Getting Started with Logstash

      No Comments on Getting Started with Logstash

Getting Started with Logstash

In this post, we give a brief introduction to Logstash, and afterwards, we deploy it in a dockerized environment.

Introduction

So far, we have learn about Elasticsearch for storing the data that we collect and how to deploy it, Kibana as a Web UI for visualizing the collected data, and Filebeat for collecting data from our cluster. Now, it is time to learn about Logstash and how it can enrich the collected data.

Logstash is an open source engine designed for collecting data in real-time using pipelines. Thanks to Logstash, we can dynamically unify data from disparate sources and normalize the data into destinations of our choice.

How does Logstash work?

The Logstash event processing pipeline has three stages: inputs → filters → outputs. Inputs generate events, filters modify them, and outputs send the data to a specific destination.
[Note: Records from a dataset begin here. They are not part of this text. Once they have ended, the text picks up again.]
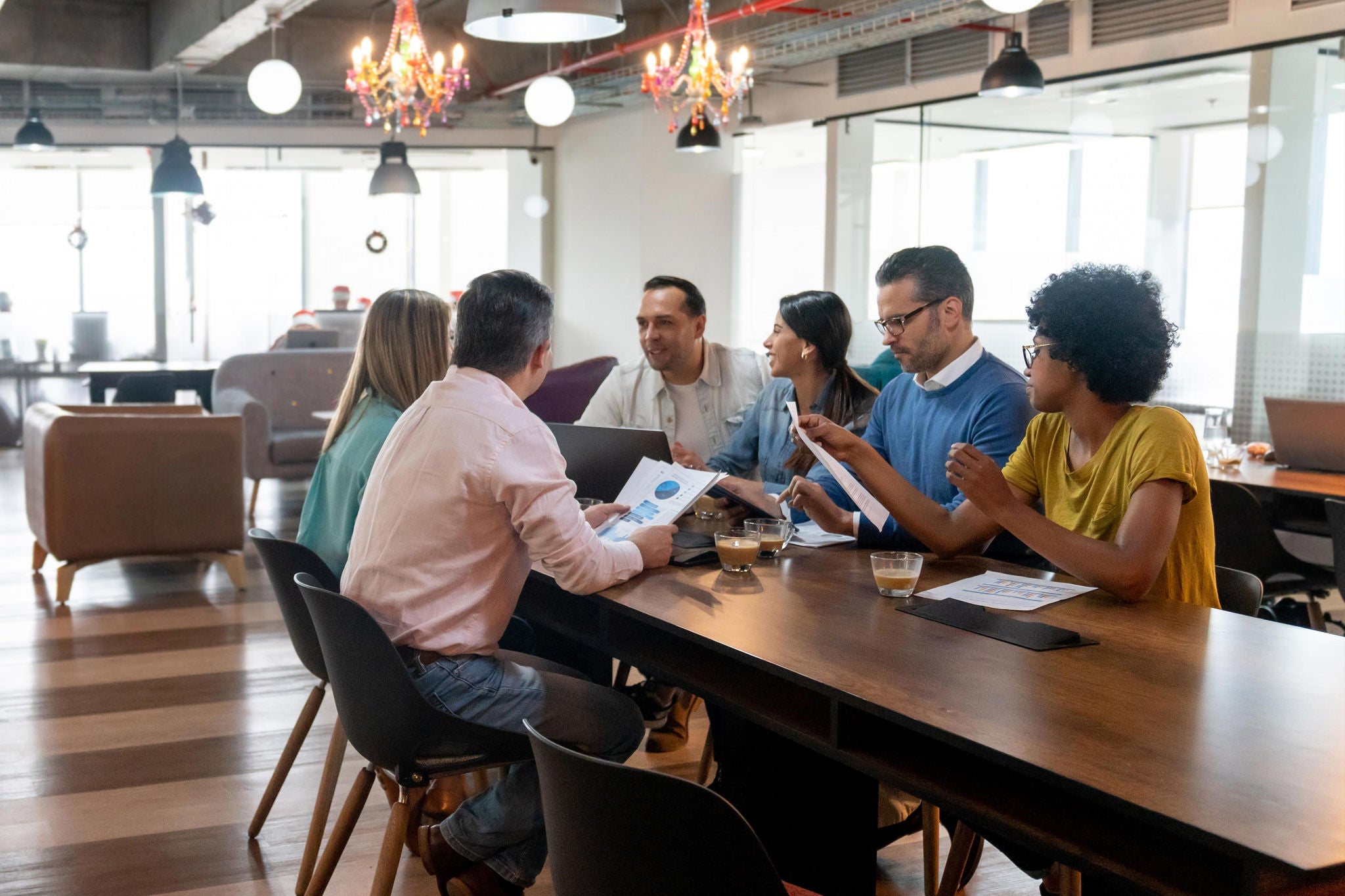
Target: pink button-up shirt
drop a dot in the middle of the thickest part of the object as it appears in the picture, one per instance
(467, 492)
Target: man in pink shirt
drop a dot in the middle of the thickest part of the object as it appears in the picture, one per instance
(468, 492)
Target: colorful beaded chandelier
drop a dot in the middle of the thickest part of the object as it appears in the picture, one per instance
(695, 74)
(405, 89)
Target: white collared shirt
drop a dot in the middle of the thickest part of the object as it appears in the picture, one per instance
(951, 371)
(636, 395)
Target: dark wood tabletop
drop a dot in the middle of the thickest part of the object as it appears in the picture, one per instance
(1223, 729)
(1269, 476)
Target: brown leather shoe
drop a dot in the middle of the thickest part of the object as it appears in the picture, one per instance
(673, 734)
(440, 860)
(482, 880)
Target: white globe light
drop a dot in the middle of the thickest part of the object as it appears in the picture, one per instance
(536, 206)
(549, 101)
(275, 86)
(1011, 6)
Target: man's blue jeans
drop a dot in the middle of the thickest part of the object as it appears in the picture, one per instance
(502, 826)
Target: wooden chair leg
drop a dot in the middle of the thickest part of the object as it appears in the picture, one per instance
(958, 855)
(703, 773)
(930, 822)
(233, 563)
(322, 806)
(395, 837)
(66, 578)
(341, 832)
(287, 757)
(1071, 882)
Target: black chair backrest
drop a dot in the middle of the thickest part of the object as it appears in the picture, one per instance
(1336, 521)
(284, 561)
(1245, 538)
(146, 389)
(615, 830)
(385, 717)
(1238, 591)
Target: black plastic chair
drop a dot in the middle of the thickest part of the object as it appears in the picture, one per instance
(146, 389)
(391, 726)
(1245, 539)
(284, 561)
(615, 830)
(1238, 591)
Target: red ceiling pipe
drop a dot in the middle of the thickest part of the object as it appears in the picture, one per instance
(762, 7)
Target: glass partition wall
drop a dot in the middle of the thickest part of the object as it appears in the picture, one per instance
(1223, 177)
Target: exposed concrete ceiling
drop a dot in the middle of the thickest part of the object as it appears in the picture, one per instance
(119, 58)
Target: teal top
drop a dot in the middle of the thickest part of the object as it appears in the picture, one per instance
(338, 486)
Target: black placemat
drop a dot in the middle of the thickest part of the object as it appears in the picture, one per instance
(969, 617)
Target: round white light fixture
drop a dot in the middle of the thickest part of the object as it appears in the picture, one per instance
(1011, 6)
(544, 20)
(536, 206)
(549, 101)
(275, 86)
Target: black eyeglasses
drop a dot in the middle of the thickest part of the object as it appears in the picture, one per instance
(1030, 352)
(898, 326)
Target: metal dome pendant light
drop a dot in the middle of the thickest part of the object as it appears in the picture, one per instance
(175, 172)
(544, 20)
(393, 174)
(1013, 74)
(33, 135)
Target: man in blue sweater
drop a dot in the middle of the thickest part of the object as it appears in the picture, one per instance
(953, 390)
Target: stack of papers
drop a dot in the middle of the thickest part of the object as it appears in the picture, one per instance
(658, 494)
(811, 535)
(866, 503)
(1006, 591)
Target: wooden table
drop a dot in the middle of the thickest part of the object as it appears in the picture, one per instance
(1192, 752)
(1259, 475)
(187, 375)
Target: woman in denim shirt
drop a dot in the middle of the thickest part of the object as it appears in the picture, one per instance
(806, 350)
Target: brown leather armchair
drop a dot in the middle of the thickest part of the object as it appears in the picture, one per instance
(132, 480)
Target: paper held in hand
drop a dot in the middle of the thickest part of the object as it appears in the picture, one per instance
(1006, 591)
(658, 494)
(876, 513)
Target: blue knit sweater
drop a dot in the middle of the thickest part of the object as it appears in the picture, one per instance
(914, 429)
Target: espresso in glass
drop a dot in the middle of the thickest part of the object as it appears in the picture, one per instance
(738, 550)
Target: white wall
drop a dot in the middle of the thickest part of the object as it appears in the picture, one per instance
(628, 207)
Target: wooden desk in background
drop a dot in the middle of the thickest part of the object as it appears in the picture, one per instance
(187, 375)
(1192, 752)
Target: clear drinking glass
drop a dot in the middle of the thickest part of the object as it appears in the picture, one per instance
(738, 550)
(772, 534)
(707, 509)
(896, 572)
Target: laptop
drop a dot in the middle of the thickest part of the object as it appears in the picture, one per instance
(1308, 435)
(599, 458)
(311, 339)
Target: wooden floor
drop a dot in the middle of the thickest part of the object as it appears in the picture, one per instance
(139, 727)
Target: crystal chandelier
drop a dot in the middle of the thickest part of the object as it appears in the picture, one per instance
(695, 74)
(405, 89)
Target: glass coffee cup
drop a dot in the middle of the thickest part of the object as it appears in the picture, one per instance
(738, 550)
(774, 534)
(896, 572)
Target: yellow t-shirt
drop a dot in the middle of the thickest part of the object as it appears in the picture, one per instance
(1147, 444)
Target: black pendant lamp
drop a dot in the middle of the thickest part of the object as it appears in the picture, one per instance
(1013, 74)
(175, 172)
(393, 174)
(698, 139)
(34, 135)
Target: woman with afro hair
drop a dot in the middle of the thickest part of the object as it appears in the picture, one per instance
(1124, 486)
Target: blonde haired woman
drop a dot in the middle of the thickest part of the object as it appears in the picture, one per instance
(403, 350)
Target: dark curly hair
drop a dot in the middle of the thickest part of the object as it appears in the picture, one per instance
(1107, 323)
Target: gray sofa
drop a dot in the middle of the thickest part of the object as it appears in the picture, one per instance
(276, 394)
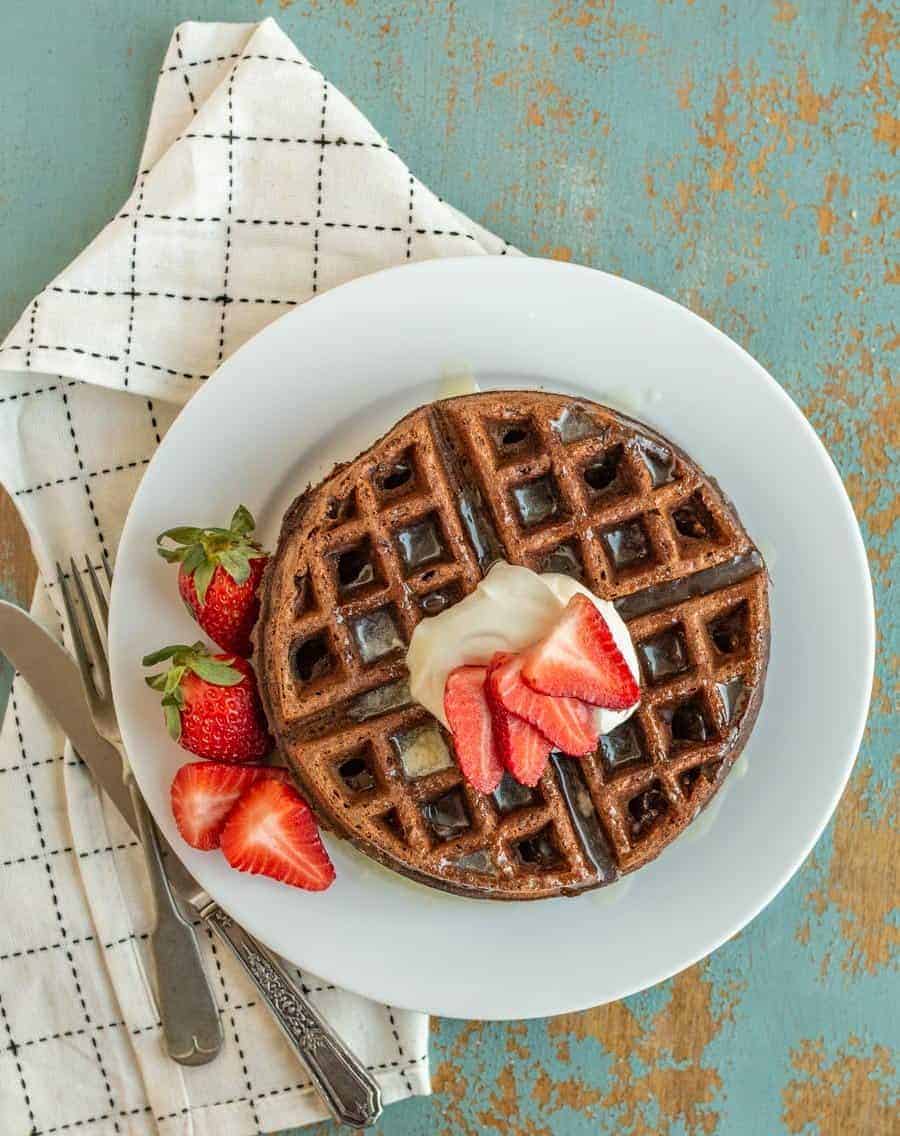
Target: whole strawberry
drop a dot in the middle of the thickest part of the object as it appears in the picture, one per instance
(218, 574)
(211, 703)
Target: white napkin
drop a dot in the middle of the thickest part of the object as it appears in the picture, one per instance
(259, 186)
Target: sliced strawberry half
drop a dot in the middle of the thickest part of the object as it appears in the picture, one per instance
(471, 724)
(523, 750)
(580, 659)
(272, 832)
(567, 723)
(203, 794)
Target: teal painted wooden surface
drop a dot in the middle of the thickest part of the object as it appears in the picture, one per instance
(736, 156)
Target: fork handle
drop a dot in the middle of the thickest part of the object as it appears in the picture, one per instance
(188, 1011)
(350, 1093)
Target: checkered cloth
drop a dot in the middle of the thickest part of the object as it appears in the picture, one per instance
(259, 186)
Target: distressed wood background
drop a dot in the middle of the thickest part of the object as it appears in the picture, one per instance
(736, 156)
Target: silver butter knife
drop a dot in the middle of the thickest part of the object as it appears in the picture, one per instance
(350, 1093)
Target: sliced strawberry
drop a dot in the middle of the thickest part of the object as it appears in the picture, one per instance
(203, 794)
(580, 659)
(567, 723)
(272, 832)
(524, 751)
(469, 718)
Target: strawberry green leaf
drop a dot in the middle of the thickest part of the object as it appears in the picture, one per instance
(242, 521)
(184, 534)
(173, 721)
(173, 678)
(202, 578)
(193, 558)
(213, 670)
(166, 652)
(236, 565)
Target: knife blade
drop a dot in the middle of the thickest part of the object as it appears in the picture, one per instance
(53, 676)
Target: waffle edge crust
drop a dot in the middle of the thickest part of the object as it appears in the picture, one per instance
(409, 527)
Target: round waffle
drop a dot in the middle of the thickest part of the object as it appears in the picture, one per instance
(409, 527)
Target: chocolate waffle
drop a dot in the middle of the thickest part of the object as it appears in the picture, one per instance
(409, 527)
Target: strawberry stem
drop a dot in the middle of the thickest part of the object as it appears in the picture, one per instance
(200, 551)
(184, 659)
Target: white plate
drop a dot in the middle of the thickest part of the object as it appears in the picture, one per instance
(324, 382)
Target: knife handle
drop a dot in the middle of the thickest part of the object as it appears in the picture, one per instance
(351, 1095)
(191, 1025)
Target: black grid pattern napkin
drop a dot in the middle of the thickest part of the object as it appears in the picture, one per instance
(259, 186)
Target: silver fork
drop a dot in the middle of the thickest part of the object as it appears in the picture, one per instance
(191, 1025)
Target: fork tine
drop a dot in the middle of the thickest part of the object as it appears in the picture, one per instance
(99, 594)
(81, 649)
(93, 633)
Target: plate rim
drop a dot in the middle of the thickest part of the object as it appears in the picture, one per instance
(488, 265)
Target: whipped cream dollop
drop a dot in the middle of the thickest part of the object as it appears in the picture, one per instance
(510, 609)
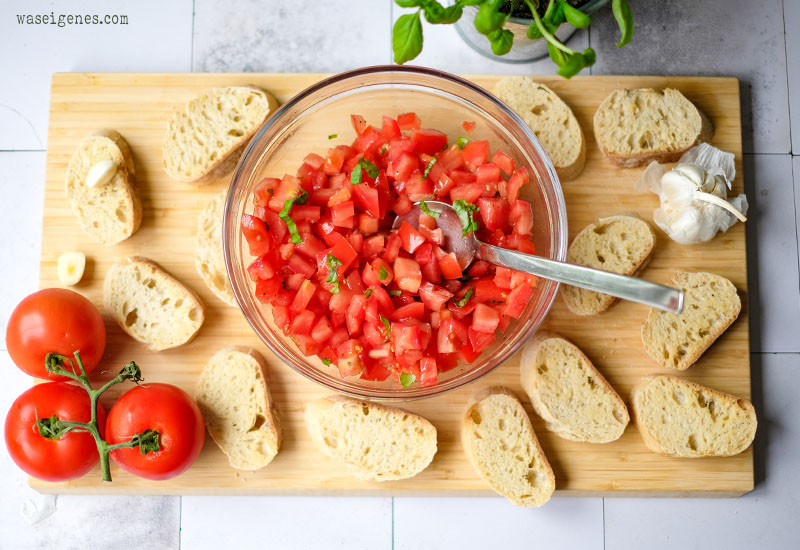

Inputs and outputs support codecs that enable you to encode or decode the data as it enters or exits the pipeline without having to use a separate filter.

In this post, we will learn about Logstash, configure and deploy one as a docker service. This Logstash will:

  • Have multiple inputs:
    • One input of type heartbeat, which generates heartbeat messages. The general intention of this is to test the performance and availability of Logstash.
    • One exec input, which periodically run a shell command and capture the whole output as an event.
    • And from a Filebeat that will be deployed as a Daemonset.
  • Use filters to enrich the input message generated from the exec input.
  • Use data-stream for storing append-only time series data across multiple indices while giving you a single named resource for requests. Data streams are well-suited for logs, events, metrics, and other continuously generated data.
  • Use Logstash pipeline-to-pipeline communications for connecting multiple pipelines within the same Logstash instance.

In other posts, we will go deeper into data-streams and pipeline-to-pipeline communications. For now, lets see how to deploy Logstash in a dockerized environment.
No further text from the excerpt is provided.